Workarounds for migrating to cassandra #
To make time series etl work, you need to add 2 - 3 fields to each column family. In cassandra the key field on a column family only allows EQ comparison, which means you can only read data with the following query;
select ... from my_columnfamily where c_date = '2013-11-11';
This means you need to add c_date field in order to get rows which inserted on a specific date. However, I don’t want to run etl code for each day. I want the data present in vertica with at most 10min delay. So, if we design the cassandra database having the key field only c_date
, then we can read all data on that date. What if I want timestamp comparison and read the data after a specific timestamp ?

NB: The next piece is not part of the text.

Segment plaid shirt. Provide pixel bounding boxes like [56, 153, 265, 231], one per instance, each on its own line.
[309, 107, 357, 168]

For that, you need to add 1 more field. The second field will be secondary index of type timeuuid
. So, if you are already in production w/out adding timeuuid
, you nearly don’t have the chance to change that. In this database design, (c_date, c_id)

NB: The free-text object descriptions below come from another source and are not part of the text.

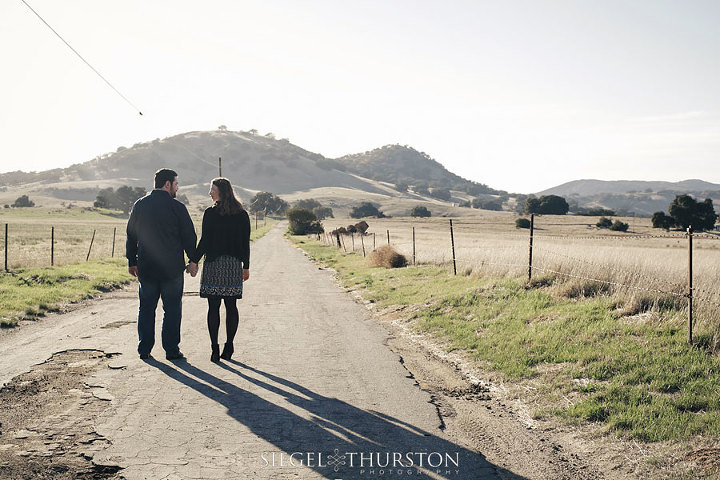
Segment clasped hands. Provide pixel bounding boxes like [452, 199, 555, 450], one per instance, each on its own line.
[186, 262, 199, 277]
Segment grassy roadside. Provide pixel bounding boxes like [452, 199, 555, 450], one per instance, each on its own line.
[0, 259, 134, 328]
[251, 219, 278, 241]
[290, 235, 720, 443]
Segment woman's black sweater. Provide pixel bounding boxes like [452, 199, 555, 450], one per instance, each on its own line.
[191, 205, 250, 267]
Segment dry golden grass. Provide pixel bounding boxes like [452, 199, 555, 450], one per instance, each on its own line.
[322, 211, 720, 340]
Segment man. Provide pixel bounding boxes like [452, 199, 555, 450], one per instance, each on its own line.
[126, 168, 199, 360]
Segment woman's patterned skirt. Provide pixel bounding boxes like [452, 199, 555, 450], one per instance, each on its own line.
[199, 255, 243, 299]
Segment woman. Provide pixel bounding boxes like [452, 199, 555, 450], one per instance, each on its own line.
[190, 177, 250, 362]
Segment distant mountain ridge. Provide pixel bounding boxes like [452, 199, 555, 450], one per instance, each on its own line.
[537, 179, 720, 217]
[538, 179, 720, 196]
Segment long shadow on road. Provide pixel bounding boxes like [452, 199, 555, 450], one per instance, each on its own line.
[148, 359, 525, 479]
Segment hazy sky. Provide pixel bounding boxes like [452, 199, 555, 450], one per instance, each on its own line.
[1, 0, 719, 193]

(c_date being partition key, c_id being secondary key) now you can run the following cql query;
select * from my_cf
where
c_date = '2013-11-11' and
c_id > mintimeuuid('2013-11-11 11:00');
By keeping this redundant data, you may have the ability of dumping data incrementally from cassandra to vertica.
Moreover, if you don’t use cqlsh
(cassandra native client which uses thrift protocol), the query may result in timeouts. So, you need to have a guess on which queries may go to timeouts (!).
Currently, cqlsh
doesn’t support to run queries in headless or csv format. This brings much more challenges for etl because I want and need to import the data in csv format.

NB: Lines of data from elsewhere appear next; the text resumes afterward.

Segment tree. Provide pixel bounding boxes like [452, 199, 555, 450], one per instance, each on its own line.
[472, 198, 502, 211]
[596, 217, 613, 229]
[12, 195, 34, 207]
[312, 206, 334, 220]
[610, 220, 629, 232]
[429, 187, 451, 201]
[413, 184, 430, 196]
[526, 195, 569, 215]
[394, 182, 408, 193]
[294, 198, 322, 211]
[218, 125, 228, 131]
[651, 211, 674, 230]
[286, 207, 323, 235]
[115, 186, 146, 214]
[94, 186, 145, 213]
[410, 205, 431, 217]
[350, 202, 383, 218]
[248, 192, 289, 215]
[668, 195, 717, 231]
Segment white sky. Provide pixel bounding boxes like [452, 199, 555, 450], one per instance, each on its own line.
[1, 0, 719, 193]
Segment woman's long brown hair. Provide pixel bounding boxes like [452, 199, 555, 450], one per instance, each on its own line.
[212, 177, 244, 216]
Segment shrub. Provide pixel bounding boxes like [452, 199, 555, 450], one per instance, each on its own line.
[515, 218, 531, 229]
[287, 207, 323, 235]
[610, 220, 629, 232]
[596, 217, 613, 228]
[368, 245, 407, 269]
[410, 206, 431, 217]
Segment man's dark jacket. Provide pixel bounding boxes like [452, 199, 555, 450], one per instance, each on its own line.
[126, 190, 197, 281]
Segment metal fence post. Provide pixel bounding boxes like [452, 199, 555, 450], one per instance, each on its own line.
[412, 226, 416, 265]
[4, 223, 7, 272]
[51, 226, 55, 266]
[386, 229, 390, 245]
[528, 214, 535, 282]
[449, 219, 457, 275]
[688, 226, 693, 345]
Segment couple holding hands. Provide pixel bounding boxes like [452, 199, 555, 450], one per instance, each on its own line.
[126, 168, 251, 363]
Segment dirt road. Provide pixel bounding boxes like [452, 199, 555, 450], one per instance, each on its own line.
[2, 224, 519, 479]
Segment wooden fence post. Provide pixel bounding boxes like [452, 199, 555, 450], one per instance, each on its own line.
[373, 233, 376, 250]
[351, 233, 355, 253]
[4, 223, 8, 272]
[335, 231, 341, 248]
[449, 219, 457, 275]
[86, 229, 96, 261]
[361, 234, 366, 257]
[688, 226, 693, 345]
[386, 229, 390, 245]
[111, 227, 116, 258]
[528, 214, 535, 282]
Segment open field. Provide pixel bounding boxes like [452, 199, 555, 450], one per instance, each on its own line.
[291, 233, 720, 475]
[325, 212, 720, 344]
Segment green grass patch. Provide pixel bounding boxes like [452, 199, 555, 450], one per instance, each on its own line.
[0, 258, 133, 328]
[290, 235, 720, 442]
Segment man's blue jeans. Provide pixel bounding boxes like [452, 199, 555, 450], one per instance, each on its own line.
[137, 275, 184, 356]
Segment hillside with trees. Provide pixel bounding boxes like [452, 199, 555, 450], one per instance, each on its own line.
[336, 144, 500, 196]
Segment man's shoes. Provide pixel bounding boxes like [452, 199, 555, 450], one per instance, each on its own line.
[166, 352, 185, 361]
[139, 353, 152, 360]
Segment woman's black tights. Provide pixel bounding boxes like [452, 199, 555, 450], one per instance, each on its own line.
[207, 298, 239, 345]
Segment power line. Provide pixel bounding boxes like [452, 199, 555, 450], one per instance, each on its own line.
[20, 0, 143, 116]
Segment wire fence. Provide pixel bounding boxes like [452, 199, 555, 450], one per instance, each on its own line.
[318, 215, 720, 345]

What we have done to overcome this challenge is to change cqlsh
code. So, you need to hack into cqlsh
client to add a switch to return queries in csv format.
Happy with these workarounds ? I’m currenlty not. But, I didn’t write this blog post to thrash Cassandra or Data Stax. However, Cassandra IS NOT the mysql replacement. Tech people need to know that. It’s a fantastic distributed key-value store, but currently, it’s nothing more than that. However, Cassandra developers keeps saying that it’s designed for time-series data or it’s good at ETL. However, it isn’t. It is only a scalable distributed key-value store, nothing more.